Judicial candidates are subject to strict campaign finance restrictions, making it difficult to get their names out across a state of 28 million. And they must walk a difficult line as they campaign, running as partisans without compromising their judicial impartiality.
That means judicial candidates’ fates often rest with the top of the ticket — which is perhaps why no Democrat has been elected to the Texas Supreme Court or the Texas Court of Criminal Appeals since 1994. This year, five Democrats are vying for six seats on the state’s two high courts, which hear civil and criminal cases, respectively.
These low-information, down-ballot races are rarely competitive, but this year, as El Paso Democrat Beto O’Rourke draws attention to the top of the ticket in an unusually tight campaign for U.S. Senate, Democrats hope their judges can ride his coattails to the state’s highest benches.
Republicans, meanwhile, expect history to repeat itself.

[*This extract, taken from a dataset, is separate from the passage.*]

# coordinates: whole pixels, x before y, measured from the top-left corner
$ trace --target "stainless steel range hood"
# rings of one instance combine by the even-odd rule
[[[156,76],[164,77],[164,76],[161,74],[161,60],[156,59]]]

“I do think to a large extent that my success will depend on how the entire ticket of my party goes,” said Texas Supreme Court Justice Jeff Brown, one of three Republican incumbents on the court up for re-election this fall. In that context, he said, he feels confident. “Of course, Beto O’Rourke’s popularity has certainly got Republicans thinking that maybe Texas is getting a little purpler. But I still feel like it’s going to be a Republican sweep.”
If anyone is poised to spoil that sweep, it’s R.K. Sandill, a long-serving Democratic district judge in Harris County who’s consistently outraised his opponent, Justice John Devine. In addition to an impressive cash-on-hand tally, an endorsement from the Houston Chronicle and victories in the Houston Bar Association and Texas Bar Association polls, Sandill faces perhaps the most controversial incumbent on the high court. Before being elected to the high court in 2012, Devine was sued for displaying the Ten Commandments in his courtroom. Devine has also boasted publicly that he was arrested 37 times protesting outside abortion clinics.
But that history may not hurt Devine’s chances, Sandill said in an interview last week.
“It doesn’t matter who the Republican [candidate] is in a statewide office in Texas,” Sandill says, smiling but resigned across the table at a downtown Houston coffee shop. “It’s been 24 years. There’s no vulnerability. We all live and die together on the Democratic ticket.”
That’s not entirely true – there’s always some variation in the vote totals for Supreme Court and CCA justices, just as there’s variation in the vote totals for District Court judges. In 2016, Eva Guzman got 4,884,441 votes while Paul Green received 4,758,334; among Democrats, Dori Contreras Garza picked up 3,608,634 votes while Mike Westergren got 3,378,163. Didn’t make any difference then, but if we’re sufficiently close to even it becomes a live possibility that one or two Dems win while the others lose.
Beyond that, I covered some of this in my earlier post about Sharon Keller. I note that the Trib discusses the impending end of straight ticket voting, which could have a negative effect on Republican incumbent justices and possibly judges here in Harris County. I’m gonna wait and see what the data says over the next couple of cycles before I make any pronouncements on that.